With the recent password database break-ins at some very high-profile companies, those whose passwords were exposed should change their passwords, and consider using a tiered password structure, along with tiered email addresses.

A tiered password structure is a list of passwords that you use for different types of accounts, where the complexity of the password depends on what the exposure would be if that password is obtained. For example, for your bank accounts, you might create a very difficult and highly random password that you could never possibly remember. Since this will be stored in a secured password database, and copied and pasted when used, you won’t have to worry about remembering it. Many tools like GPG or PasswordSafe are available to save passwords in a list like this. You might opt for better security by using a different password for each top-tier account. Or you might share a very difficult password among your top-tiered accounts, which would be less secure but still good enough with very high probability. Security is always a probability equation. Another best practice which greatly decreases password comprimise is to change passwords frequently.

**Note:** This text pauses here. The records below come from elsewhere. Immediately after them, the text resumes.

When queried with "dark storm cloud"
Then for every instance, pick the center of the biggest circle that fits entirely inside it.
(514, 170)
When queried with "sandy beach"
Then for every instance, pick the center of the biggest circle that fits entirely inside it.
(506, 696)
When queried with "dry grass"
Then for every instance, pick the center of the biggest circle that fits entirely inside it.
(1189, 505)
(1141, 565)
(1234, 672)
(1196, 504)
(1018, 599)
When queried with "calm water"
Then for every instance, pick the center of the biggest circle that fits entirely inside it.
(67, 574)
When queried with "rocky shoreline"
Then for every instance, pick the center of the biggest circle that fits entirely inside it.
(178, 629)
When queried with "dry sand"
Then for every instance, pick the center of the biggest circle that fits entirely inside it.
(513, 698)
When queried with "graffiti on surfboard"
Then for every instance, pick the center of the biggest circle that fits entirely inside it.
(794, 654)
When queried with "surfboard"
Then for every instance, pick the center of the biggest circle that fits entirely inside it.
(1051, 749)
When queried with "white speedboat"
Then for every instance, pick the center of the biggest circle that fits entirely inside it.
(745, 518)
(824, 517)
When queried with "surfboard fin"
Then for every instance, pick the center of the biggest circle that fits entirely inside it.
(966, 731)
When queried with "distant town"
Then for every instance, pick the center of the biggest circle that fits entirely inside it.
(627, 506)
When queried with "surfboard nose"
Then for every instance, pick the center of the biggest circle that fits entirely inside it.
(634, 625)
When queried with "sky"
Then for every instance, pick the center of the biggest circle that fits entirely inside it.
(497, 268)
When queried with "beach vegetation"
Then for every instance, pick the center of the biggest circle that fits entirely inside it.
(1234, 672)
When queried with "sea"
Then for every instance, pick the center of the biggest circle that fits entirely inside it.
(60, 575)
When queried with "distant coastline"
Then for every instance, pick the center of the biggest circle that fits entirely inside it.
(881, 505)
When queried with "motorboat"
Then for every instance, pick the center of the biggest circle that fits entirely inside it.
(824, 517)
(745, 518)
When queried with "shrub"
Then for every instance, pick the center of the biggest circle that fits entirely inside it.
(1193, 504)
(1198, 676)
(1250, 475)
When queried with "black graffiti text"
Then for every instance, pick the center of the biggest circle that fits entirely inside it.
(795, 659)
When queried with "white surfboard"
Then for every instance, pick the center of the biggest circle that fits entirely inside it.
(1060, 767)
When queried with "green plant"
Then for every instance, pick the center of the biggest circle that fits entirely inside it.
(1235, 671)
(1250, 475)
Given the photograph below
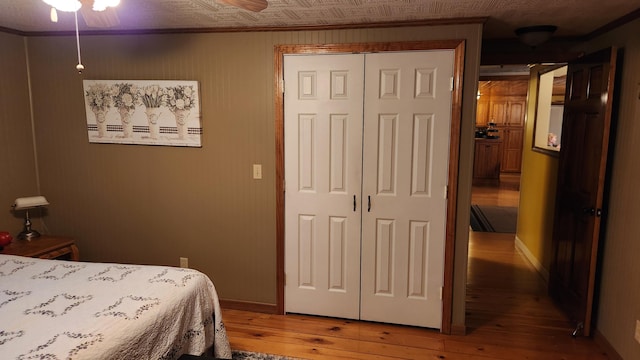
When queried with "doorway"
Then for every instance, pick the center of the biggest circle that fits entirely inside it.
(365, 211)
(456, 97)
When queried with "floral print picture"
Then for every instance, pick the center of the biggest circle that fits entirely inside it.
(148, 112)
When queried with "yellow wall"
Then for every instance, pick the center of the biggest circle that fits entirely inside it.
(618, 293)
(537, 190)
(154, 204)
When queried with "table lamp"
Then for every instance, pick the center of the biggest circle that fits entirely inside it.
(25, 204)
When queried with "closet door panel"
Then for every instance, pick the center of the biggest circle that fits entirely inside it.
(323, 168)
(407, 122)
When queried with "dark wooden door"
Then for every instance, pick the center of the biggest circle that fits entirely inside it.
(581, 178)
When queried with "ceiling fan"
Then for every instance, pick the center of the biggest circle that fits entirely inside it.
(102, 13)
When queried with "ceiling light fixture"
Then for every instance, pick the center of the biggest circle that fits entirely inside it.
(64, 5)
(535, 35)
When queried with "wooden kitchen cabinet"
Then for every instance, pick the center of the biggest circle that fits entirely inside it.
(512, 138)
(508, 110)
(486, 162)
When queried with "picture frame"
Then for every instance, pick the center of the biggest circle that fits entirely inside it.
(547, 134)
(143, 112)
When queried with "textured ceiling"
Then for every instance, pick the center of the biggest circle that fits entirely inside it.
(573, 17)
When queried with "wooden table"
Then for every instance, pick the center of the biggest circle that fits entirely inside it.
(44, 247)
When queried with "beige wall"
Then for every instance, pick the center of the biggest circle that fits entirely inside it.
(154, 204)
(17, 161)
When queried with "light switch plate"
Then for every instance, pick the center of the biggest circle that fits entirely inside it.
(257, 171)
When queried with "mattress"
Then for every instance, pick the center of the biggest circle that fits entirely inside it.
(54, 309)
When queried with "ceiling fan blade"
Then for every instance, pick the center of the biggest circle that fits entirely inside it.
(98, 19)
(251, 5)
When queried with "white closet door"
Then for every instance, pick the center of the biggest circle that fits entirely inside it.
(323, 164)
(406, 155)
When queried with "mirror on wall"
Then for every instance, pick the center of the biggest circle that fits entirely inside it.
(548, 121)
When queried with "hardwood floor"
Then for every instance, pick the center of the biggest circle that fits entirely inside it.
(508, 316)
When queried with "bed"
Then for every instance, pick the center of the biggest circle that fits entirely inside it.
(55, 309)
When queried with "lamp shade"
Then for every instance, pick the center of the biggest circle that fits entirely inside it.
(30, 202)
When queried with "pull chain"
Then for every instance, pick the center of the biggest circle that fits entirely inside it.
(79, 67)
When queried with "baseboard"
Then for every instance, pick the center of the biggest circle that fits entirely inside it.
(458, 330)
(532, 259)
(599, 339)
(248, 306)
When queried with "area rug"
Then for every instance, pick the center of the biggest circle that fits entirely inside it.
(502, 219)
(249, 355)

Some key items to remember when using Tiered passwords:

  • Use a random password generation tool to generate your passwords. Here is an example an online random password generation tool: https://www.random.org/passwords.
  • Change the passwords in your password file regularly. This shouldn’t be that hard to do, if you already have them in one place. You might use some automatic calendar reminder tool to prod you to do so every 60 or 90 days.
  • You will need a “master password” for your password database. This will be something that you should probably commit to memory since you will need it when accessing your password database. Fortunately you don’t have to worry about changing it very frequently at all. There are ways to create very random yet “pronounceable” passwords. These can be a good choice for master passwords. Most people are able to remember at least one very difficult password long-term. For backup purposes you might write it down and secure it in your safe. You might also include this password and instructions accessing your password file in your will.
  • For some websites where you store very basic information, you might decide to use credentials that are easy to remember and skip the periodic password changes. These credentials would be websites that required only email address/password registration, stored no credit card, billing or other information.
  • Make sure you back up your password database (or file, as it were, if using good old GPG), and test a restore, to make sure that a disk failure won’t mean the end to your password list.